DBAAT myths
The article dispels the myth that transferring a single guaranteed pension to a flexible drawdown plan is unsuitable. It emphasises evidence-based assessments and cash flow analysis for suitable advice, stressing the importance of clear documentation and understanding by all parties involved.
When a consumer only has one guaranteed pension, is it possible to give suitable advice to transfer it to a flexible drawdown pension plan at retirement?
Yes. Who says so? The FCA.
There is a myth that when assessing advice using the FCA DBAAT, the pension transfer advice will be unsuitable, where the consumer is reliant on that one guaranteed income.
Not true
Myth #1
You might be doing DBAAT reviews in the context of PS22/14 (BSPS redress scheme). Don’t be driven by mythology.
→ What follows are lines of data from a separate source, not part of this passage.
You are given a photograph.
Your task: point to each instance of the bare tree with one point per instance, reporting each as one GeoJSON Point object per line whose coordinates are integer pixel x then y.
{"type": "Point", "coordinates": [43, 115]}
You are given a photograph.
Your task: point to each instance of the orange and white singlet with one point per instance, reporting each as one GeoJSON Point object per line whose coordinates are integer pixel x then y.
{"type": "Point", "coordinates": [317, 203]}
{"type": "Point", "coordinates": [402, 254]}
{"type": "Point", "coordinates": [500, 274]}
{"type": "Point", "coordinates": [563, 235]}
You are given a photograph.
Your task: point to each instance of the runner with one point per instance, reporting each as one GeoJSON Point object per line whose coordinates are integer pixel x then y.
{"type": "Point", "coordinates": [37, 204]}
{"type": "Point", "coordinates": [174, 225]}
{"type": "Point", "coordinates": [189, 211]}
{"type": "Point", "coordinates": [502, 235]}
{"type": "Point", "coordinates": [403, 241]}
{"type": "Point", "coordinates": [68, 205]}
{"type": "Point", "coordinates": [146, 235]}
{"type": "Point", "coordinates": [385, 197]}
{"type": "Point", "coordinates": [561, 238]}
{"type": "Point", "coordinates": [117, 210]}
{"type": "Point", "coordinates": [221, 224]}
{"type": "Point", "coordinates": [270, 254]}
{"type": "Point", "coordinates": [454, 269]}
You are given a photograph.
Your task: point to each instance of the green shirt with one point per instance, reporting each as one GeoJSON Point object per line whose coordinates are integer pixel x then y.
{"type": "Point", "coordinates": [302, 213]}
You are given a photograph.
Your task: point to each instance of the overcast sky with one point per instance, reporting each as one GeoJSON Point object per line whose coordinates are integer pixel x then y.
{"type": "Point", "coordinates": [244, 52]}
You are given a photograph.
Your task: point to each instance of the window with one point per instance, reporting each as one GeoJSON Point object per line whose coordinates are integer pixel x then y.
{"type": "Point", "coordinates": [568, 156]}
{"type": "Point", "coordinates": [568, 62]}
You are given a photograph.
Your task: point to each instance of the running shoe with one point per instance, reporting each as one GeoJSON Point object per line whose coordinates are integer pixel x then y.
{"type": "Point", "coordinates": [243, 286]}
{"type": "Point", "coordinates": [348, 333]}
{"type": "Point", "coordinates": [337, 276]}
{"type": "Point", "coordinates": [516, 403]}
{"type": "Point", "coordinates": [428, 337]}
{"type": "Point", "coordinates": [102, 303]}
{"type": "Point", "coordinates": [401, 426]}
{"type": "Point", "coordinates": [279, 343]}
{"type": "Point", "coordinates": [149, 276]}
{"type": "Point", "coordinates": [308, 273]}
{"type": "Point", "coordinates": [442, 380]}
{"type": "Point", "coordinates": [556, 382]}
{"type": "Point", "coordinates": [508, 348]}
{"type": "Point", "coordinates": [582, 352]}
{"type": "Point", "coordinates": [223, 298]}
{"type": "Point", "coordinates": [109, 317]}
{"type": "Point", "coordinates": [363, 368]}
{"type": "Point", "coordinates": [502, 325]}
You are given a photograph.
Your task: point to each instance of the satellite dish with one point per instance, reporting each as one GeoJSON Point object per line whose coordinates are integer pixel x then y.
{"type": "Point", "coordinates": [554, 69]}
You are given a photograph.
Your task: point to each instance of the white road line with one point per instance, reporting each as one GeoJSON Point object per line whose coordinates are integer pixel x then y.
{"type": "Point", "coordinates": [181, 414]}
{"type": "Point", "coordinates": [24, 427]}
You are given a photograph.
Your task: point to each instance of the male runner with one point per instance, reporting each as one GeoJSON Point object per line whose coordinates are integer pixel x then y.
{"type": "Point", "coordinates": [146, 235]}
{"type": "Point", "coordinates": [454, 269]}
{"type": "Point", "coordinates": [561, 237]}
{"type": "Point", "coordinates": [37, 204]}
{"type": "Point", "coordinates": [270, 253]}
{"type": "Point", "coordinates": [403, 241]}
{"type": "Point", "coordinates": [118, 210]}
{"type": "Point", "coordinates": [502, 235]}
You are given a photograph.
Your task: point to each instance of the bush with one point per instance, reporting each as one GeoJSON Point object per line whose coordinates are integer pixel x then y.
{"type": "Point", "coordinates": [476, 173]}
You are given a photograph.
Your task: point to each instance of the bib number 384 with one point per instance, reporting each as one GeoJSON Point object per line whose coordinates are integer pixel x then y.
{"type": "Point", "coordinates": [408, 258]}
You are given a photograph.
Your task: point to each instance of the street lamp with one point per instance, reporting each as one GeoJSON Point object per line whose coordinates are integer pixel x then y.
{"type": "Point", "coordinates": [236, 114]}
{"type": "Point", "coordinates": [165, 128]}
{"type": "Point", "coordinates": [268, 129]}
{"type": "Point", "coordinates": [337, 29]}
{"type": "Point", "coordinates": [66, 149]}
Assess the evidence and apply the guidance.
Look at the facts, as directly translated from FCA guidance:
- Using the available evidence (normally described as contemporaneous evidence, identify the amount the consumer needs to meet anticipated expenses and personal outlays throughout retirement by forecasting expenditure plans, intention or preference for early retirement and/or clearing debts, assessing whether the spending seems reasonable;
- Identify the anticipated income from the alternative scheme at NRD/consumer’s preferred retirement date (whichever is earlier) and then assess how the income from the alternative scheme, including inflationary increases, contributes to the consumer’s sustainable income needs;
- Assess whether the consumer can produce the same or similar planned expenditure needs throughout retirement to various mortality ages (from the alternative scheme), using their available assets from all pension schemes (including the proposed arrangement) and taking account of withdrawal frequency/timing/amounts, investment performance, other savings and investments, state pensions and whether this is a single or joint planning case.
In other words – have you done extensive, deep and wide cashflow modelling of the consumers plans (single or joint) in retirement and stress-tested them?
Are these plans sustainable?
Do you have the clients informed consent in accepting your advice?
The final step is to decide (yes or no) on these TWO questions (quoted directly from FCA guidance):
- (a) the consumer can produce the same or similar contribution towards their income needs from the proposed arrangement (the pension transfer amount and other assets);
and - (b) the consumer has the requisite capacity for loss, taking into account the impact of the factors considered on the sustainability of the proposed arrangement.
If the answer to (a) and (b) is ‘yes’, conclude that the consumer is not likely to be reliant on income from the alternative Scheme.
And the advice is suitable (in this aspect), as assessed by the DBAAT.
Myth #2
It is mythology to suggest that good retirement planning is going to automatically fail the DBAAT assessment automatically.
If you have collected sufficient evidence to do a deep and detailed cash flow analysis of a client’s retirement plans and applied rigorous stress testing on the alternative advised proposal, it is likely that you will have had this (part of the DBAAT assessment) assessed as suitable. We see a lot of cases where there is no evidence of the state pension forecast nor the pension of the partner/spouse.
Evidence-based assessments – not mythology.
Do you have this evidence in your file? Sadly, in many cases the evidence is not there on file. It’s not easy to find and it’s difficult to understand.
Think about that from a consumer duty perspective – if we can’t understand it, what chances have the FCA or FOS have of understanding it?